Nach 10 Milliarden Reisenden im Jahr 2012 und der immer noch ungeschlagenen Urlaubslust der deutschen Reise-Weltmeister gilt es dieses Jahr, erneut die Bestmarke zu reißen. Wichtigster wirtschaftlicher Etappenschritt auf diesem Weg ist wieder einmal im März in Berlin die ITB – die größte Messe der Welt, wenn es um Reisen und Ferien geht. Selbst tituliert man sich gerne auch als das größte Reisebüro der Welt. Und deshalb gibt es gerade massiven Streit. Nicht etwa, weil irgendwo sonst auf dem Globus ein Messeveranstalter den Superlativ anzweifeln möchte. Es geht um den Grundgedanken eines Reisebüros. Der besteht nämlich tatsächlich darin, dem End-Kunden auch etwas zu verkaufen.

Dafür war sich die ITB bisher zu vornehm. Innerhalb der Branche wurde zwar immer schon geschachert und verhandelt, aber der Urlauber musste sich am Publikums-Wochenende mit Folklore und Faltblättern begnügen. Appetit holen ja, aber gegessen wird im Reisebüro um die Ecke.

Dieses Jahr will die Messe auch den Reiseverkauf erlauben. Wie das genau aussehen soll, weiß noch keiner, aber angeblich wollen die ITB-Manager nur den geäußerten Mehrheitswunsch der Aussteller umsetzen. Auch eine Befragung des Travel Industry Clubs brachte ein ähnliches Votum „Pro Ticketverkauf“. Lediglich der mächtige Dachverband DRV hält frontal dagegen. Hinter den Kulissen kracht es bis heute mächtig. Die Branchenvertreter befürchten einen Dammbruch, wenn es erst mal Sonderpreise gibt. Denn für Reisen gibt es immer noch eine nahezu uneingeschränkte und damit für die Branche sehr kommode Preisbindung in Deutschland.

Warum die Interessen da so aufeinanderprallen, dazu habe ich die beiden Haupt-Kontrahenten befragt: Dr. Martin Buck, den für die ITB zuständigen Messe-Manager und Hans-Gustav Koch, den DRV-Hauptgeschäftsführer. Beide, das kann ich schon jetzt verraten, haben gute Argumente für ihre Position.

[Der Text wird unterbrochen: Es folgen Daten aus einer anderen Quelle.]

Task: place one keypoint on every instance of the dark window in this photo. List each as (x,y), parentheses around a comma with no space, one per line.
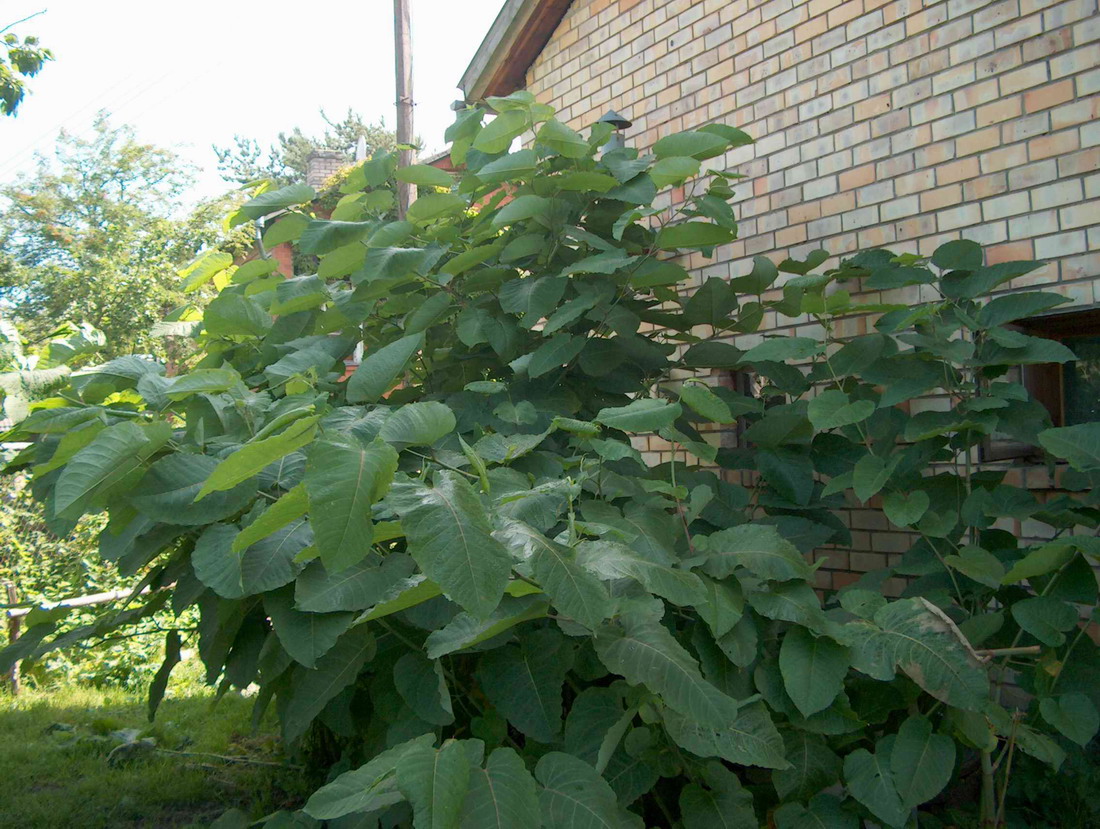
(1070,391)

Und dann gibt es in diesem Reiseradio auch noch einige verbale Kalorien zum Festtags-Ausklang. Leckeres zum Zuhören. Zwei Interviews zur akustischen Sättigung, aber gleichzeitig auch zum Appetit-Holen bei einem der nächsten Urlaube. Ort der Völlerei: Österreich. Genauer: Oberösterreich. Dort dreht sich die kulinarische Verführung vor allem um zwei Produkte: Knödel und Bier. Passen übrigens auch hervorragend zusammen. Ich traf die Knödelexpertin, Fernsehköchin und Buchautorin Ingrid Pernkopf in Gmunden am Traunsee (http://www.gruenberg.at). Sie ist die absolute Knödel-Queen des Landes. Ich hätte gefühlt nach mehreren Tagen bestimmt einige Kilo zugenommen, aber es wären die glücklichsten Kalorien-Kilo, die man sich anfuttern könnte.

Von da führte mich meine Diät-verachtende Recherche in den Böhmerwald, nach Aigen, wo der erste Bier-Sommelier-Weltmeister Karl Schiffner sein Restaurant und kleines Hotel betreibt (http://www.biergasthaus.at). Mehrere hundert Biersorten führt er im Ausschank. Das hat einen Weintrinker wie mich erst mal verunsichert, aber nach kurzer Zeit begeistert. Ein Bier-Menü zum Beispiel  dürfte so eines der Reiseerlebnisse sein, mit dem man viele Menschen auf der Suche nach dem Urlaubs-Kick begeistern könnte. Die kreativen Angebote sind es schließlich, die die Branche derzeit händeringend sucht, um Zielgruppen-spezifische Pakete zu schnüren. Ich verspreche Ihnen: trotzdem verursachen beide Gespräche kein Sättigungs-Gefühl, sondern sind einfach lecker.